A equipe Mercedes implementou uma estratégia de gerenciamento de potência durante o GP da Grã-Bretanha de Fórmula 1 que tem gerado debates técnicos no paddock. Analistas observaram um comportamento peculiar na telemetria dos carros de Lewis Hamilton e Andrea Kimi Antonelli, onde o piloto italiano alivia o acelerador instantes antes de cruzar a linha de chegada durante as voltas de classificação.
motor: cenário e impactos
Essa manobra faz parte de um planejamento minucioso para otimizar o uso da energia elétrica disponível. Ao sacrificar uma pequena fração de aceleração no final da reta, a equipe consegue maximizar a entrega de potência durante o restante do traçado, contornando as limitações impostas pelo regulamento sobre a descarga gradual da bateria.
Otimização de energia e o regulamento da FIA
O regulamento atual da Fórmula 1 exige que a potência elétrica seja reduzida de forma progressiva conforme a carga da bateria diminui. Anteriormente, as equipes utilizavam uma brecha técnica que permitia manter o pico de 350 kW desligando o MGU-K, prática que foi proibida pela FIA após o GP do Japão por questões de segurança.
A tática atual, contudo, é considerada legal pelos órgãos reguladores.
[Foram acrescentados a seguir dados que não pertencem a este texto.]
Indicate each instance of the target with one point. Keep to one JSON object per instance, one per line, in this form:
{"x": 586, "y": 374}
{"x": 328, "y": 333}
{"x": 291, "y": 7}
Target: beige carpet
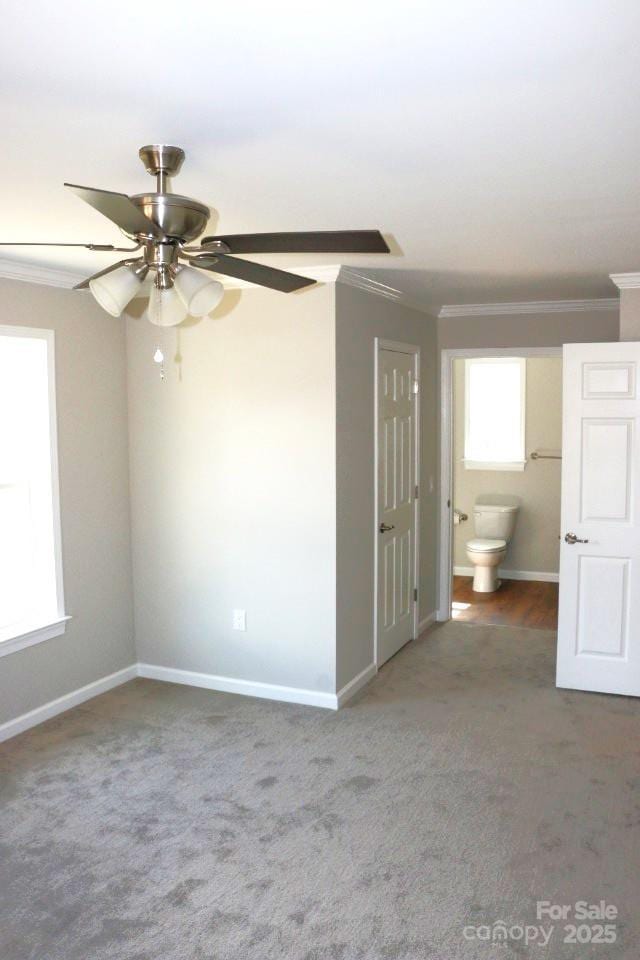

Ao aproveitar a curta distância entre a última curva, conhecida como Club, e a linha de cronometragem, a Mercedes mantém o desempenho máximo por um período prolongado. O alívio no pedal ocorre apenas quando o sistema atingiria o ponto de exaustão, evitando assim a necessidade de uma redução gradual forçada.
Impacto na performance e telemetria
A análise de dados mostra que o ganho de velocidade alcançado durante a reta compensa a perda momentânea antes da bandeirada. Em comparação direta com Lewis Hamilton, o desempenho de Andrea Kimi Antonelli demonstra como a estratégia permite que o carro atinja velocidades superiores em trechos críticos, mesmo que o piloto precise reduzir a pressão no acelerador nos metros finais.
Segundo informações divulgadas pelo portal The Race, o ganho acumulado antes do alívio do acelerador é determinante para a competitividade do carro. Se o piloto mantivesse o pedal totalmente pressionado até a linha, o sistema seria forçado a reduzir a potência de forma ineficiente, prejudicando o tempo total de volta.
Contexto competitivo em Silverstone
O traçado de Silverstone favorece essa abordagem devido à configuração específica do setor final. A equipe de Brackley tem demonstrado uma capacidade superior de leitura do regulamento para extrair cada watt de potência disponível. Essa precisão técnica tem sido um diferencial importante na disputa pela pole position e no ritmo de corrida da equipe alemã.